I am new here and hope I've posted this in the right place!

I am looking for advice from people who have recently applied to change the work rights of a bridging visa E.

Situation is this - 

am here on 457 visa, hate my job and my corupt company and need to leave. Do not want to move to another restaurant manager job as I need to make a change in my life. 
Have an existing application for a partner 820 visa.... am currently enjoying the unknown length of time (up to 13 months) of processing and I can't hack waiting any more.

I want to quit my job and I know that i will become unlawfully here and have to go on a BVE. I really need to work as Sydney is so expensive. Does anybody have any idea about the process of changing work rights for it? Is is hard work? I know I have to show financial hardship and believe me living off my partner's sole income would mean we couldn't pay the rent, would that be enough proof for them? 

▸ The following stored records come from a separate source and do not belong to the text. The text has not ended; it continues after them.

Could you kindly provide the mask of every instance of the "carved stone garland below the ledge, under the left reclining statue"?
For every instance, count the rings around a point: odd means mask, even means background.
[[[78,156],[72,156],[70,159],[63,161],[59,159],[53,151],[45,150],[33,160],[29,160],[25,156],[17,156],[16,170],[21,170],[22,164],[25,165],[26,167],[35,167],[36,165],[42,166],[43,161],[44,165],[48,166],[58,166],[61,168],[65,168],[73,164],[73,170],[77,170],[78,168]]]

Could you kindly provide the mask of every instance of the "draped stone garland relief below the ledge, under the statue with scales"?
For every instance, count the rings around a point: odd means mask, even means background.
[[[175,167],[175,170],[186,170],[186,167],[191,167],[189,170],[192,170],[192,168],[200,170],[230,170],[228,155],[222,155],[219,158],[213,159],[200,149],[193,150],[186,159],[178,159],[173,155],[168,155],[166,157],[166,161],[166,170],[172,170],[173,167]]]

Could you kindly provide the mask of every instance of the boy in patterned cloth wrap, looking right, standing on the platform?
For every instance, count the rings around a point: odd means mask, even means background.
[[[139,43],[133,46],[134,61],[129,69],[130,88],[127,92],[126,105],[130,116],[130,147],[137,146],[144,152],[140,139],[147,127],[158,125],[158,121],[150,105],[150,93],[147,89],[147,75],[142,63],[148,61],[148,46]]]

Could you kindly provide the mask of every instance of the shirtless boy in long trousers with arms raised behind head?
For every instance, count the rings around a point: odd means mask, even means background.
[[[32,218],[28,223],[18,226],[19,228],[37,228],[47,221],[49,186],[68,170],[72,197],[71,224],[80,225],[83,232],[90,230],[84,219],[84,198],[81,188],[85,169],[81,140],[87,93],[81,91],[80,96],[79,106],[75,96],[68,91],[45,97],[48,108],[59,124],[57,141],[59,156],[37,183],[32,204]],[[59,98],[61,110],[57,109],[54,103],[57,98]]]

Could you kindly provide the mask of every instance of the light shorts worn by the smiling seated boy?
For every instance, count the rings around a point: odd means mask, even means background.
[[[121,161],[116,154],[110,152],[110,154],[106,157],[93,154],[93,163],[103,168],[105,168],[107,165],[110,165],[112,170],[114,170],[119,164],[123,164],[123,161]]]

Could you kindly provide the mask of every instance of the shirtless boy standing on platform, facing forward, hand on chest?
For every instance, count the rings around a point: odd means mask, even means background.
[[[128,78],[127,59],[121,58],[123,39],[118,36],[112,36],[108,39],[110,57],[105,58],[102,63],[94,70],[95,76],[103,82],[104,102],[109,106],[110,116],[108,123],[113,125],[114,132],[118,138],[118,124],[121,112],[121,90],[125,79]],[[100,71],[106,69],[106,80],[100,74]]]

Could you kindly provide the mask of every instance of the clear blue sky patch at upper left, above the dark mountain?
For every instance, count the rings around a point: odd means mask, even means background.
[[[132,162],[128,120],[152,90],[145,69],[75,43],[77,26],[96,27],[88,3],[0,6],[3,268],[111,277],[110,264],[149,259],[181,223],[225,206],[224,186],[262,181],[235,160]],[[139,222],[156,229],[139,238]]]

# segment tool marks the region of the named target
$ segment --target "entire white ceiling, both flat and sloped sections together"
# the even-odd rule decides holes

Any advice would be wonderful, I am scared to take the steps as I really will be screwed if I can't work. 

I await your replies!!!

Thanks so much


----------



## Guest (May 25, 2013)

You just apply and it should be granted no problem but be wary about claiming poverty etc. Because your partner has to prove they can sponsor you for the 820 so its something you have to tread carefully with. 
But saying you share expenses, look after each other etc.


----------